Yanı sıra Agrobay’ın bünyesinde yer aldığı Bayburt Grup’taki diğer inşaat şirketlerinin altyapı ihalelerinde, özellikle davet yöntemli olarak büyük bedelli işler almasıyla öne çıktığını vurgulamış ve ‘TCDD’nin davet yöntemiyle verdiği Sapanca-Geyve YHT altyapı/ üstyapı inşaatını 2 milyar TL’ye yapacak olan Özgün Yapı’nın, 3. havalimanını kente bağlayacak 1 milyar avroluk Gayrettepe hattını yapmak üzere Ulaştırma Bakanlığınca seçilen Kolin-Şenbay ortaklığındaki Şenbay’ın, 1.1 milyar TL’lik Rize Havalimanını Cengiz’le birlikte yapmakta olan Aga Enerji’nin de kardeş kuruluşu’ diye ihaleleri listelemiştim.
YARGITAY İSTİNAF KARARINI ONADI
1. Davanın açıldığı Ankara 1. Asliye Hukuk Mahkemesi Aralık 2018’de talebi reddetti.

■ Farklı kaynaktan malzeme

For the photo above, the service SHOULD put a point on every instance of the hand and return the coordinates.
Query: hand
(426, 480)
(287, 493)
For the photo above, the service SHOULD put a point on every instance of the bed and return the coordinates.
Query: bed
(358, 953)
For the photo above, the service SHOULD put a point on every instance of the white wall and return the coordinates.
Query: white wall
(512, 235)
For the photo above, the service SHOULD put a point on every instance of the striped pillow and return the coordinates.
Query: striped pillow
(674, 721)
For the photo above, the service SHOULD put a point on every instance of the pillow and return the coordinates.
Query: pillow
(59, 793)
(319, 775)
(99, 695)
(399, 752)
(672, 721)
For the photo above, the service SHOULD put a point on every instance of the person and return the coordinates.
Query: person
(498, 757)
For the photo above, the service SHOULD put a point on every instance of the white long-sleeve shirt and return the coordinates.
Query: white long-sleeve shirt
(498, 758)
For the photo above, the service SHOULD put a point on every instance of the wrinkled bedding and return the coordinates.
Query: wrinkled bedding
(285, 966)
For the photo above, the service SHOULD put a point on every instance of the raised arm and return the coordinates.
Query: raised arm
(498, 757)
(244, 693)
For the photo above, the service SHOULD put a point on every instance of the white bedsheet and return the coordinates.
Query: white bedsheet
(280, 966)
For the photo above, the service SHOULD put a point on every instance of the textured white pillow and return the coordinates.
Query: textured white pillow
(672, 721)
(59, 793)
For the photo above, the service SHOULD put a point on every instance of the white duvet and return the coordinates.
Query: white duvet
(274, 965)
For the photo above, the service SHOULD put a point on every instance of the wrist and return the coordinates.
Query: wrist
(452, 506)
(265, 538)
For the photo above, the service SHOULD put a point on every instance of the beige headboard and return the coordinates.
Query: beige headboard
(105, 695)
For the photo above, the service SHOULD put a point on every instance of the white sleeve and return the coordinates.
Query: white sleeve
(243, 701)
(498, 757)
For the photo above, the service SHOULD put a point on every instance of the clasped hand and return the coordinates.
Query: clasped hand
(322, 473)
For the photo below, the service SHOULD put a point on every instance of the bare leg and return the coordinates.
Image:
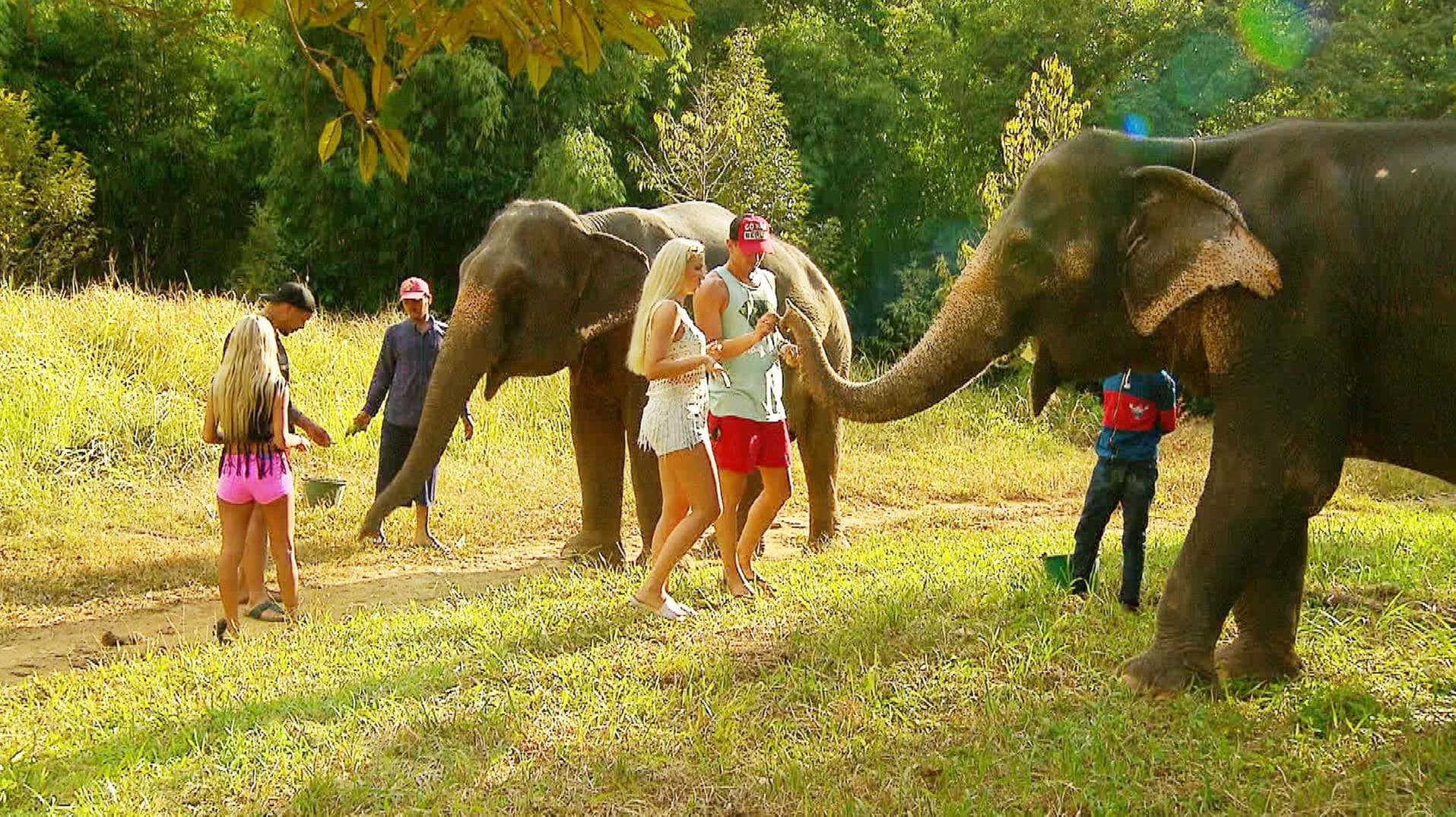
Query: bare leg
(235, 532)
(776, 489)
(674, 508)
(278, 515)
(727, 530)
(423, 535)
(254, 559)
(687, 475)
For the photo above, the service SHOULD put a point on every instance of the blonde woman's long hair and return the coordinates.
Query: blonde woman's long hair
(661, 283)
(248, 381)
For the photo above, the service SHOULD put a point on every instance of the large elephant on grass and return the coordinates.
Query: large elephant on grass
(549, 289)
(1302, 271)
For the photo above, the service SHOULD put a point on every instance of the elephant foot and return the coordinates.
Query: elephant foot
(824, 540)
(593, 549)
(1258, 660)
(1164, 673)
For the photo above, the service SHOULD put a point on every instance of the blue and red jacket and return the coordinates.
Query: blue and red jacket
(1137, 410)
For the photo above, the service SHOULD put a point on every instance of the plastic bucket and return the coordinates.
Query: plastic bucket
(322, 491)
(1059, 568)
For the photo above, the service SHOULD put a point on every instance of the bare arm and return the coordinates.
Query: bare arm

Ret gerekçesi özetle şöyleydi:
‘Yazıda konu edilen hususla ilgili kamu yararı bulunduğu, yayınlandığı tarih itibariyle güncel olduğu, Türkiye’deki domates üretimi ve domates üretimi ve ticareti ile iştigal eden kişi sayısı nazara alındığında toplumsal ilginin yaygın bir şekilde var olduğu, yazıda veriliş şekli itibarile olayın özü ile biçim arasındaki dengenin korunduğu ve objektif sınırlar içerisinde kalındığı, davalının konuyu aktarır iken kamuoyunun menfaatini gözetme amacı taşıdığı ve halkın haber alma hakkı çerçevesinde basın özgürlüğü kuralları dahilinde hareket ettiği gerekçesiyle…’
2. Karar, Ankara Bölge Adliye Mahkemesi nezdinde istinafa götürüldü.
1,5 milyon TL’lik tazminat talebi, 25. Hukuk Dairesi tarafından da Haziran 2020’de oybirliğiyle reddedildi.
İstinaf kararının gerekçesi şöyleydi:
‘Davacı şirketin devletten büyük altyapı yatırımları aldığı, kamuoyu ve basında sık sık gündeme getirilen Bayburt Grup bünyesinde bulunması da gözetilerek, domates ihracatı yapacak şirket seçimiyle ilgili şüpheli durumların eleştirildiğinin anlaşılması, usul ve yasaya uygun olan ilk derece mahkemesi kararına karşı davacı vekili tarafından yapılan istinaf kanun yolu başvurusunun Hukuk Muhakemeleri Kanunu’nun 353. Maddesi gereğince duruşma yapılmadan esastan reddine…’
Agrobay şirketi bu kararı Yargıtay’da temyiz etti.
YİNE OY BİRLİĞİ
3. Yargıtay 4. Hukuk Dairesi Ekim 2022’de oybirliği ile verdiği kararla Bölge Adliye Mahkemesi kararını uygun bularak onadı.
Yargıtay kararında, istinaf aşamasındaki karar kastedilerek “‘erilen kararda bir isabetsizlik görülmemiş olmasına göre davacı vekilinin yerinde olmayan bütün temyiz itirazlarının reddiyle usul ve kanuna uygun olan hükmün HMK 370/1. Maddesi gereğince ONANMASINA…’ denildi.
Dava süreci beş yıldan uzun sürse de bu kararın, Türkiye’de basın ve ifade özgürlüğünün içinde bulunduğu koşullar açısından önem taşıdığı kuşkusuz.”